To be clear, the department is a terrific one. The faculty is largely good—but just the curriculum less so. Here, the reader may criticize my judgment having divorced the teacher from what he or she teaches. I would be inclined to yield, except what might be a flawed teacher, I would much rather make the faithful servant of a flawed curriculum. We are all bureaucrats.

So on the bureaucracy, the curriculum—the higher calling of the English teacher—I claim that the department would benefit from the linguistic rigor of the Classics, namely in grammar. Two years of comprehensive grammar for the lowerclassmen: exhaustive instruction in the fundamentals of their language from parts of speech to cases and constructions, is my proposition. There is a present grammatical vacuum in our early English curriculum. It sucks at our identity, our culture and our reason.

“Language is the only homeland,” said Czeslaw Milosz, the Polish-Lithuanian poet. I myself spent my formative years in Taiwan, and was brought up in a mangled tradition of Mandarin, Japanese and English—only to leave Taiwan, and then to leave Japan. Now I am in America, and language, indeed, is my only homeland. Knowing a country’s grammar makes its soil richer, its landscape more prominent in one’s mind. Ignorance in this respect is an existential matter.

And once you have learned your prepositions and participles, your conditionals and correlatives, when you have learned your neighbors’ names and the composition of the earth, what delights is to take a step back and marvel at the world carved inside your head. The English countryside is the ever-rolling construct of the Anglo-Saxon will. Greek grammar, I have found, is a savage landscape perverted with pitfalls and cliffs. I have no authority to advertise Sapir-Whorf, but I will testify that my mind is more careful when its way of speech is littered with rough footings. No wonder it was the ancient Greeks that produced all those philosophers.
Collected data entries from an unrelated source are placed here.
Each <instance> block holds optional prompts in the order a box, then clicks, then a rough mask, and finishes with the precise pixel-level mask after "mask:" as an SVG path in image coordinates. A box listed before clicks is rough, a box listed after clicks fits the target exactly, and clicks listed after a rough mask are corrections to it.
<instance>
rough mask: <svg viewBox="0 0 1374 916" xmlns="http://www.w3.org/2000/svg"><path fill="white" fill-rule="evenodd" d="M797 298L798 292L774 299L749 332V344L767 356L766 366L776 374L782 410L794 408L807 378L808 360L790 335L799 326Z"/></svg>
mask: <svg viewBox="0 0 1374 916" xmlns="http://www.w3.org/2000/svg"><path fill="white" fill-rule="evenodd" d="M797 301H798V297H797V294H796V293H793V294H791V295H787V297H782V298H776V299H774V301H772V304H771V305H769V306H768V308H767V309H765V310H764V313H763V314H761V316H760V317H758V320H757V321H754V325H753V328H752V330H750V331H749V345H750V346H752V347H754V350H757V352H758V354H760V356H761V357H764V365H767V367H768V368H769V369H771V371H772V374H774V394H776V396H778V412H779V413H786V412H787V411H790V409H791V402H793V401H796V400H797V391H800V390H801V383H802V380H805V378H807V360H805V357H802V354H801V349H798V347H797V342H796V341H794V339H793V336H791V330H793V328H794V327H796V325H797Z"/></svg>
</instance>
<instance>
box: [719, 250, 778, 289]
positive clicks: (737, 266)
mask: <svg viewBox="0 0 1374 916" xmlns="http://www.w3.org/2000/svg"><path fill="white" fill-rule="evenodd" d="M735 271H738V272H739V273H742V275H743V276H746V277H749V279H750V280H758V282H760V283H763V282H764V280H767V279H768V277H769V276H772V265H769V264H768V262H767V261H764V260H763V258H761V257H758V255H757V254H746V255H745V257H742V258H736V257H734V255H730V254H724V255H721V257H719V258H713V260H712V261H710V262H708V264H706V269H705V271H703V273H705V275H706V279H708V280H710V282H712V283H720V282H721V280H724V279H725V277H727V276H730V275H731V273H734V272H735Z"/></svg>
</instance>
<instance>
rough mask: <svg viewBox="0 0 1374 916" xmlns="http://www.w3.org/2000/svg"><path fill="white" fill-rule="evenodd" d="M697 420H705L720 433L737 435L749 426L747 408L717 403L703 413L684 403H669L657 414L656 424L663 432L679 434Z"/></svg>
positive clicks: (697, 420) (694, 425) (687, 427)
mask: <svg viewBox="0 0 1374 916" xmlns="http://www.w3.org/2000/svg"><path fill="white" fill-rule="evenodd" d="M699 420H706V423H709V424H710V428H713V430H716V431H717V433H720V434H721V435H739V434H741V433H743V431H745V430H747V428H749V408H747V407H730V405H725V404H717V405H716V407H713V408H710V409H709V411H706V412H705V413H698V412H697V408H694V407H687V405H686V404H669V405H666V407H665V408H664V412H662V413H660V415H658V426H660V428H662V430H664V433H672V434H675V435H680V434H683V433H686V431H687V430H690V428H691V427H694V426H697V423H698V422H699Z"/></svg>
Speaking of logic, facetiousness aside, it is good exercise to understand technically how a language communicates things. What’s more, the knowledge of a grammatical construction’s necessity or utility is transferable. Such is the multilingual nature of grammar that has enabled me to learn more English grammar from the Latin Department than from the English. I am lucky to have been provided this opportunity, and I only wish it were provided to all. Would that future citizens know the fundamentals of language that they may then identify rhetorical figures beyond alliteration and metaphor.

Language is so often the first victim of degeneracy and despotism. In times seemingly fraught with both, grammatical instruction is less pedantry and more preservation of one’s faculties and being. For this reason, I urge more of it at Exeter.